By sheer coincidence, before we were due to leave, an exhibition about Iran opened on the Champs-Elysées in Paris. Claudye and I went, hoping to get some idea of what we could expect to see on our trip. We met Mehd Bushehri, the husband of the shah’s twin sister, Princess Ashraf, and we spoke with an Iranian journalist. He told me that Farah would almost certainly make me wait—a lot—so I’d have to be very patient with the family. He recommended that I charge an hourly fee. I appreciated the advice.
When we got off the plane in Tehran we were met by a television crew and a local reporter, who insisted on interviewing me immediately. Elizabeth Taylor’s personal photographer was in Iran to photograph the shah and Farah.
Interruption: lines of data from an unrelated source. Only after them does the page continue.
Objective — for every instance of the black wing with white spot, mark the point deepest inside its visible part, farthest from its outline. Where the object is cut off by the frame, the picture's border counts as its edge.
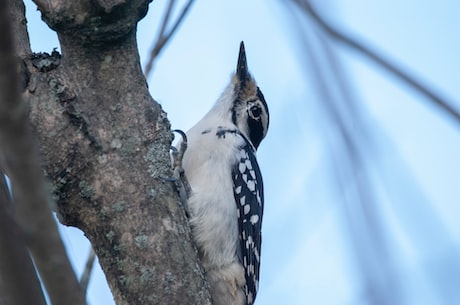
(249, 197)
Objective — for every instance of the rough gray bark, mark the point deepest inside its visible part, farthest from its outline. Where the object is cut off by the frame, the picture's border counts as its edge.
(105, 144)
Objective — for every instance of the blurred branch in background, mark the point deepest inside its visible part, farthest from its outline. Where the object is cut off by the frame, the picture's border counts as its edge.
(19, 283)
(86, 276)
(379, 59)
(166, 32)
(358, 158)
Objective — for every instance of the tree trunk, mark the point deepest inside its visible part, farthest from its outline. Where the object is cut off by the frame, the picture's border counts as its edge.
(105, 145)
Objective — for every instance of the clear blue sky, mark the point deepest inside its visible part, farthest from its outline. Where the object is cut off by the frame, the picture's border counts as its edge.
(308, 254)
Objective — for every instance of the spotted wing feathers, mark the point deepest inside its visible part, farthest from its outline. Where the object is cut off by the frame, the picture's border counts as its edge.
(248, 191)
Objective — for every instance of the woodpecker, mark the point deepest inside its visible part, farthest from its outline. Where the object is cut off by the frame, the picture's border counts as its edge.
(226, 198)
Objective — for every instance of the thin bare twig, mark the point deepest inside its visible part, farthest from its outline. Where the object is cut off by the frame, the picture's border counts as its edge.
(19, 160)
(379, 59)
(85, 277)
(163, 38)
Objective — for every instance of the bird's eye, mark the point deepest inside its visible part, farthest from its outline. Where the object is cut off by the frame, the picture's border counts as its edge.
(256, 111)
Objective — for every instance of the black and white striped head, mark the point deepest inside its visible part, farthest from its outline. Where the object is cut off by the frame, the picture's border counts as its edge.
(249, 109)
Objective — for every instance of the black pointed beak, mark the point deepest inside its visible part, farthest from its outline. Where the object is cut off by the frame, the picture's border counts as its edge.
(242, 67)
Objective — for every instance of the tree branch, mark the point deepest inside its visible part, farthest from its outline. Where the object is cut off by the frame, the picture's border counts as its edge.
(105, 145)
(21, 163)
(379, 59)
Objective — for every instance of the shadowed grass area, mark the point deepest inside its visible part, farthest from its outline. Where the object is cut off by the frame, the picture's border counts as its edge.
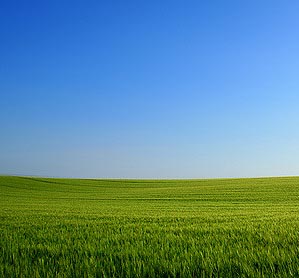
(149, 228)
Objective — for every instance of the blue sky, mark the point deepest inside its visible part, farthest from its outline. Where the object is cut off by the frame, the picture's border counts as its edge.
(149, 89)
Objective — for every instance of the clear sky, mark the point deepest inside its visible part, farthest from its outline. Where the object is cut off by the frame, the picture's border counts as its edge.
(149, 89)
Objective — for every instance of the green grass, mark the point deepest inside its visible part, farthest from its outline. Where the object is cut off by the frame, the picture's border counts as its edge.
(147, 228)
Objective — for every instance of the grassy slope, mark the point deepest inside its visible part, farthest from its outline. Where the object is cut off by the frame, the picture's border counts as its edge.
(123, 228)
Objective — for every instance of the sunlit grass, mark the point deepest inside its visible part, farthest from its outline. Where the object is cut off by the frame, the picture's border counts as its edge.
(133, 228)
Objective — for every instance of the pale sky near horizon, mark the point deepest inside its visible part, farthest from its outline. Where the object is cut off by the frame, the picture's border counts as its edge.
(149, 89)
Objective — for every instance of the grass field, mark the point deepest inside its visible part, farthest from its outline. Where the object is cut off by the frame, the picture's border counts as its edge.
(149, 228)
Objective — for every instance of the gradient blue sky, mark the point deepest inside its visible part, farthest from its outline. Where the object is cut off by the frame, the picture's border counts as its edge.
(149, 89)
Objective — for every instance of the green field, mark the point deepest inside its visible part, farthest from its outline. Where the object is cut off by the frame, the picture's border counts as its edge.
(149, 228)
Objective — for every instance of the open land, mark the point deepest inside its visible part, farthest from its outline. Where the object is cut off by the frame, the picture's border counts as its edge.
(149, 228)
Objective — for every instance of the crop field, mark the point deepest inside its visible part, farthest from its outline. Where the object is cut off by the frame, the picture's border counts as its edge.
(149, 228)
It was a huge event for the Iranians as well as for the shah, who was eager to modernize his country and its image in the West.
After the interview, the shah sent a driver to collect us. We were given a beautiful suite in the Royal Hilton, and the driver was at our complete disposal. He took us to visit Persepolis, Shiraz, the bazaar. Tehran’s modernity surprised me. It reminded me a lot of Milan, full of rich, well-dressed people, luxury restaurants, five-star hotels. But the moment you left the city, the scene shifted to two thousand years ago: camels everywhere, people dressed like Lawrence of Arabia extras drinking tea and smoking narghile by the side of the road. At one point we came upon a mountain covered with carpets. An incredible sight. There was a lake at the foot of the mountain where people went to wash their carpets, which they then laid out to dry across the ridge. As in Africa, there was an incredible disparity between the rich and poor, the urban centers and rural communities.
On my first day at work, Claudye was invited to accompany me to the palace. The shah’s assistants took me to a room where I was to photograph Farah in front of a particular painting. They explained the protocol to me, how I was supposed to address Her Royal Highness, how I was never to touch her, how I had to stand at least three meters away. All those rules and formality made me very nervous. Heck, I was about to meet a full-blooded queen!
Then Farah arrived wearing a Christian Dior dress, heavy makeup, and an elaborate hairdo. Uh-oh. Daywear with evening-style makeup and hair, plus a dress that did nothing for her legs (though perhaps she thought it did). My nervousness gave way to a distinct uneasiness. I knew how to work with cinema stars and producers in order to get the best shots for selling a movie. But royalty was different. Farah’s look was totally wrong. The photos would come out all wrong, to her detriment as well as mine. But how can you tell a queen that she’s chosen the wrong look? I thought about just snapping a few shots and then running out of there. But my father’s voice, and his high professional standards, wouldn’t let me.
I switched off my flash and said in French, as politely as I could, “I’m sorry, but this situation isn’t right.” Having all these people around me and all this protocol made me feel very uneasy, I explained. “All right,” she replied. “Let’s talk about it.” She invited me to take a seat and share some tea with her. I pulled out all my tact and diplomacy, and she agreed to change outfit and set. She showed me a number of dresses, listening while I suggested which ones I thought suited her best and were more appropriate for our photo session. Interestingly, although I had no idea at the time, all the dresses she showed me that I thought looked best on her were made in Iran.
During the shoot, I kept chatting with her in order to get her looking as relaxed and informal as possible. We talked about Elizabeth, the movie and entertainment industry, Iran. She was very pleasant company, an interesting mix of royal dignity and a worldliness acquired during her studies in Paris.
Farah Diba, the queen and empress of Persia, dressed in a style that I suggested (with all due respect). Inset: She first turned up looking dreadful in Dior.
When Claudye and I left the palace, we asked our driver to take us to a bazaar. As we were parking, we were suddenly surrounded by police cars. Without offering any explanation, the police told us we had to go back and escorted us all the way to the palace. I had no idea what was going on. I thought of all that protocol, all those rules. Had I broken one of them? Was the shah angry because I’d made his wife change her dress? Had I stood two meters away instead of three? We arrived, rushed and worried, to find Farah waiting for us. “I just thought maybe you’d like to photograph me while I put my children to bed,” she said. With my heart pounding nearly out of my chest, I managed to reply with a clear and calm voice that I’d be delighted to take such photos. We went to the family’s royal apartments, where I photographed her saying good night to her children and tucking them in, just like any mother anywhere.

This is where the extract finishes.